NOPsNOPs due to floating point literals (PS2)This behavior was found in GCC 2.9 991111 (PS2) in Twisted Metal: Black, and
likely only applies to PS2 due to the use of the .lit4 section.
By default on PS2, GCC will remove most floating-point literals from the code
and relocate them into the .lit4 section, where they can be loaded from
memory.
When matching the code before .lit4 migration, the literals are typically
referenced as extern float variables until the TU has been fully decompiled,
at which point they can be replaced with the original literals.
Take mathfRPHFromMatrix():
extern float D_004FA668; // 1.5707964f
extern float D_004FA66C; // -1.5707964f
void mathfRPHFromMatrix(FMATRIX mat, FVECTOR* result)
{
// ...
if (mat[1][2] > 0.0f) {
result->x = D_004FA668; // pi / 2
result->z = atan2f(-mat[0][1], -mat[2][1]);
} else {
result->x = D_004FA66C; // -pi / 2
result->z = atan2f(-mat[0][1], mat[2][1]);
}
result->y = 0.0f;
}
However, the .lit4 substitution can change codegen.
When compiled, the code is actually missing a nop compared to the original:
// This is the `if (mat[1][2] > 0.0f) {}` branch check.
TARGET CURRENT (60)
dbcf4: mtc1 zero,$f0 dbcf4: mtc1 zero,$f0
dbcf8: nop dbcf8: nop
dbcfc: c.lt.s $f0,$f1 dbcfc: c.lt.s $f0,$f1
dbd00: nop dbd00: nop
dbd04: bc1f dbd24 ~> dbd04: bc1f dbd20 ~>
dbd08: nop <
dbd0c: lwc1 $f0,%gp_rel(D_004FA668)(gp) dbd08: lwc1 $f0,%gp_rel(D_004FA668)(gp)
dbd10: swc1 $f0,0(s1) dbd0c: swc1 $f0,0(s1)
The nop is included as expected if we properly substitute the literals.

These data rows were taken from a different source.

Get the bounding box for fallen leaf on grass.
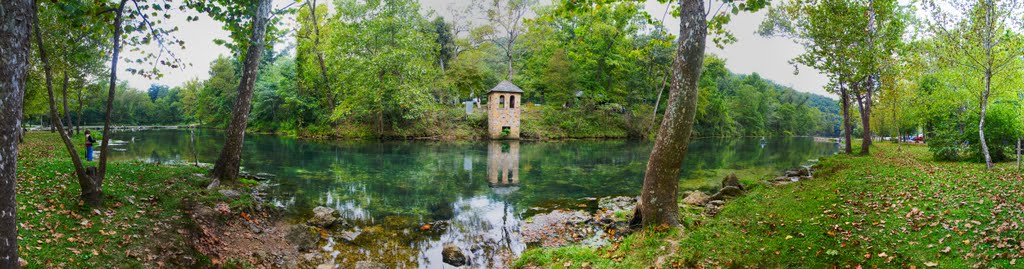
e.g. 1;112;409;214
924;262;938;267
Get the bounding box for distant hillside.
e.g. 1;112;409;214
692;56;840;137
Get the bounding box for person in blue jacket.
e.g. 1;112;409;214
85;130;96;161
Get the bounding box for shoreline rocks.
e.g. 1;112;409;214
707;173;745;202
307;206;345;228
355;261;388;269
285;225;321;252
442;244;468;266
598;196;636;213
682;191;710;206
770;167;814;186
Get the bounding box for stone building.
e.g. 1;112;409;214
487;81;523;139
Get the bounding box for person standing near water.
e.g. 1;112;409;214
85;130;96;161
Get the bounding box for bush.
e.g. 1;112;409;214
927;104;1020;162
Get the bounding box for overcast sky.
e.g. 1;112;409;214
120;0;831;98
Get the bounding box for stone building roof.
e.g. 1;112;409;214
488;80;524;94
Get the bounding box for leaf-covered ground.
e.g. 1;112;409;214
15;132;219;268
517;142;1024;268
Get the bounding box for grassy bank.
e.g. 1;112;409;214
516;142;1024;268
14;132;244;268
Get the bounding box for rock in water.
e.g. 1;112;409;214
339;230;361;242
355;261;388;269
254;172;276;180
218;189;242;199
682;191;710;206
286;225;321;252
721;173;743;190
598;196;637;213
442;244;468;266
521;210;592;247
307;206;342;228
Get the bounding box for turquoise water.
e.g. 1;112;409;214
110;129;838;267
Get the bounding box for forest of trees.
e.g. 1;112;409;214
21;0;839;139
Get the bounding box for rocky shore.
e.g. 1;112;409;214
186;166;816;268
519;167;819;253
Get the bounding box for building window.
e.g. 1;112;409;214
499;95;505;108
510;95;516;108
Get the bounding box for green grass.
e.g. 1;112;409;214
516;142;1024;268
14;132;242;268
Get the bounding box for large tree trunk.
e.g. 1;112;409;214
97;0;128;193
631;0;705;228
34;5;101;206
979;70;993;169
210;0;272;182
856;85;872;156
0;0;33;267
840;83;853;154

void mathfRPHFromMatrix(FMATRIX mat, FVECTOR* result)
{
// ...
if (mat[1][2] > 0.0f) {
result->x = 1.5707964f; // pi / 2
result->z = atan2f(-mat[0][1], -mat[2][1]);
} else {
result->x = -1.5707964f; // -pi / 2
result->z = atan2f(-mat[0][1], mat[2][1]);
}
result->y = 0.0f;
}
Unfortunately, the only workaround for this when matching a TU is to leave the
function alone until you're ready to migrate and match the .lit4 section;
you won't be able to compile otherwise.